Again, dividing 7 by 5 gives a fraction value.

7 ÷ 5 = 1.4, not a factor.

We move on to prime number 7.

• When we divide 7 by 7, we get:

7 ÷ 7 = 1

• As a result, we are unable to proceed with the division. So, 84 is a prime factorization of 2 × 2 × 3 × 7 or 22 × 3 × 7, where 2, 3, and 7 are prime numbers.

## Solved Examples

### Q.1: If Ali has 84 candies and has to distribute those to 7 members of the house, including her, how many candies each member gets?

Solution:

Number of candies, Ali has = 84

Members in the house including Ali = 7

Therefore, each member will get = 84/7 = 12candies.

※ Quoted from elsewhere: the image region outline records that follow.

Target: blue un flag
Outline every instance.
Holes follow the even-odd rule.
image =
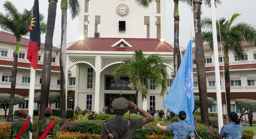
[[[194,109],[193,59],[191,40],[188,45],[174,80],[163,106],[177,115],[180,111],[187,114],[186,121],[194,127]]]

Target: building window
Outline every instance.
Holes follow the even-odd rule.
[[[41,56],[38,56],[38,61],[41,61]]]
[[[240,77],[230,78],[230,85],[231,86],[242,86],[241,78]]]
[[[28,109],[29,101],[25,100],[23,103],[20,103],[19,105],[19,109]]]
[[[87,95],[86,97],[86,109],[92,111],[92,95]]]
[[[248,60],[248,56],[247,55],[244,56],[244,60],[242,60],[241,58],[238,58],[238,57],[236,56],[234,56],[234,57],[235,61],[241,61],[241,60]]]
[[[155,82],[153,79],[150,79],[150,89],[154,90],[155,89]]]
[[[194,81],[194,87],[198,87],[198,82],[197,81]]]
[[[195,59],[193,59],[193,64],[196,64],[196,60]]]
[[[212,63],[212,56],[209,56],[205,57],[205,63]]]
[[[130,84],[130,80],[128,77],[120,77],[121,83],[117,83],[113,77],[106,77],[106,90],[131,90],[128,85]]]
[[[60,77],[58,77],[57,78],[57,85],[60,85]]]
[[[231,112],[235,112],[236,113],[240,113],[242,110],[238,108],[238,107],[235,104],[230,105],[230,111]]]
[[[7,57],[8,55],[8,49],[0,48],[0,56]]]
[[[126,30],[126,22],[125,21],[119,21],[119,31],[125,31]]]
[[[247,77],[247,85],[248,86],[255,86],[256,82],[256,77]]]
[[[2,81],[12,81],[12,74],[3,73],[2,76]]]
[[[22,82],[30,83],[30,76],[29,75],[23,74]]]
[[[213,104],[213,106],[210,108],[210,112],[213,113],[217,113],[217,104]]]
[[[60,103],[58,101],[55,103],[55,109],[60,109]]]
[[[149,109],[150,110],[155,109],[155,96],[149,96]]]
[[[76,77],[69,78],[69,85],[76,85]]]
[[[53,63],[56,63],[56,56],[51,56],[51,62]]]
[[[171,87],[172,86],[172,82],[173,81],[173,80],[172,80],[171,79],[168,79],[168,81],[167,81],[167,86],[168,87]]]
[[[93,74],[93,69],[88,68],[88,72],[87,74],[87,88],[92,88],[92,79]]]

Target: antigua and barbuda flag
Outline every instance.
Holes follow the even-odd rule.
[[[31,67],[37,68],[38,51],[40,50],[41,42],[39,6],[38,0],[35,0],[31,22],[29,30],[30,31],[27,59],[31,63]]]
[[[194,109],[192,45],[191,40],[187,47],[173,83],[169,90],[163,106],[177,115],[185,111],[185,120],[194,126],[193,111]]]

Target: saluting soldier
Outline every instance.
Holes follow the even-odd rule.
[[[11,125],[9,136],[13,139],[23,139],[29,138],[29,131],[34,132],[34,127],[30,121],[31,117],[28,114],[26,110],[21,109],[19,111],[19,119],[12,123]]]
[[[102,139],[132,139],[134,131],[152,121],[153,117],[145,111],[138,107],[135,104],[125,98],[116,99],[112,103],[112,107],[116,116],[113,119],[103,123],[101,128],[101,138]],[[128,107],[134,109],[142,115],[143,118],[128,120],[124,114]]]
[[[49,108],[44,110],[45,117],[37,123],[36,139],[56,139],[57,122],[51,119],[52,111]],[[40,138],[39,138],[39,137]]]

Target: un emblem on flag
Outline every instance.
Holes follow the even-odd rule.
[[[194,90],[193,80],[193,72],[189,69],[187,72],[185,73],[183,76],[183,80],[184,81],[184,89],[186,92],[188,98],[191,98],[191,92]]]

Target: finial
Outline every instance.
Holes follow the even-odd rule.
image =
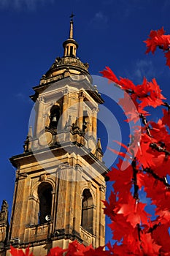
[[[69,16],[69,18],[71,18],[70,20],[70,30],[69,30],[69,38],[73,39],[73,17],[74,17],[74,14],[73,14],[72,12],[71,16]]]
[[[75,16],[74,14],[73,14],[73,12],[72,12],[71,16],[69,16],[69,18],[71,18],[70,21],[73,21],[73,17],[74,17],[74,16]]]

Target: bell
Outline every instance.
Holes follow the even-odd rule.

### Q.2: What are the factors of 84 and 114?

Factors of 84 = 1, 2, 3, 4, 6, 7, 12, 14, 21, 28, 42, 84.

Factors of 114 = 1, 2, 3, 6, 19, 38, 57, 114.

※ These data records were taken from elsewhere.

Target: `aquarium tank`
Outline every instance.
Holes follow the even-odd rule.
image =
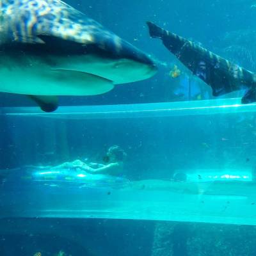
[[[0,0],[0,256],[255,255],[255,15]]]

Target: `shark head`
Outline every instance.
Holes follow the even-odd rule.
[[[42,107],[57,102],[52,96],[100,94],[156,72],[146,54],[60,0],[0,4],[0,92]]]

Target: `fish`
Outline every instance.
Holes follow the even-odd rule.
[[[0,92],[45,111],[59,95],[93,95],[151,77],[148,54],[60,0],[0,0]]]
[[[256,74],[185,38],[147,22],[152,38],[162,40],[169,51],[212,88],[213,96],[245,90],[242,104],[256,101]]]

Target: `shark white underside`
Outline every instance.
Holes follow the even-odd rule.
[[[34,56],[18,59],[19,63],[12,58],[4,57],[2,61],[4,60],[5,64],[0,67],[0,91],[7,93],[93,95],[111,90],[115,84],[131,83],[152,76],[147,65],[126,59],[113,60],[92,55],[58,58],[51,60],[56,65],[51,67]],[[141,77],[141,71],[145,77]]]

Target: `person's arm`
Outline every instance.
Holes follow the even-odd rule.
[[[120,171],[120,168],[121,164],[119,163],[111,163],[96,169],[90,168],[90,169],[88,168],[88,170],[86,170],[86,171],[90,173],[94,174],[115,175],[118,171]]]

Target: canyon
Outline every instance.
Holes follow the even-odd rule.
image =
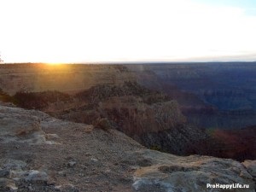
[[[148,148],[241,161],[256,157],[254,66],[1,65],[0,88],[19,107],[115,129]]]
[[[254,64],[0,65],[0,190],[254,191]]]
[[[177,156],[147,149],[113,129],[3,105],[0,127],[4,192],[207,192],[207,183],[242,185],[234,192],[256,188],[255,160]]]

The common factors of 84 and 114 are 1,2,3, and 6.

## FAQs

### What are the factors of 84?

Factors of 84 = 1, 2, 3, 4, 6, 7, 12, 14, 21, 28, 42 and 84.

### Factors and Multiples of 84 are the same. True or False?

False. The factors and multiples of 84 are not the same.

### What are the multiples of 84 in Maths?

The multiples of 84 = 84 168 252 336 420 504 588 672 756 and 840.

### What are the common factors of 98 and 84?

Factors of 84 = 1, 2, 3, 4, 6, 7, 12, 14, 21, 28, 42, 84.
Factors of 98 = 1, 2, 7, 14, 49, 98.
The common factors of 98 and 84 are 1, 2, 7, and 14.

### What is the greatest prime factor of 84?

84 has a prime factorization of 2 × 2 × 3 × 7. Thus, the largest prime factor is 7.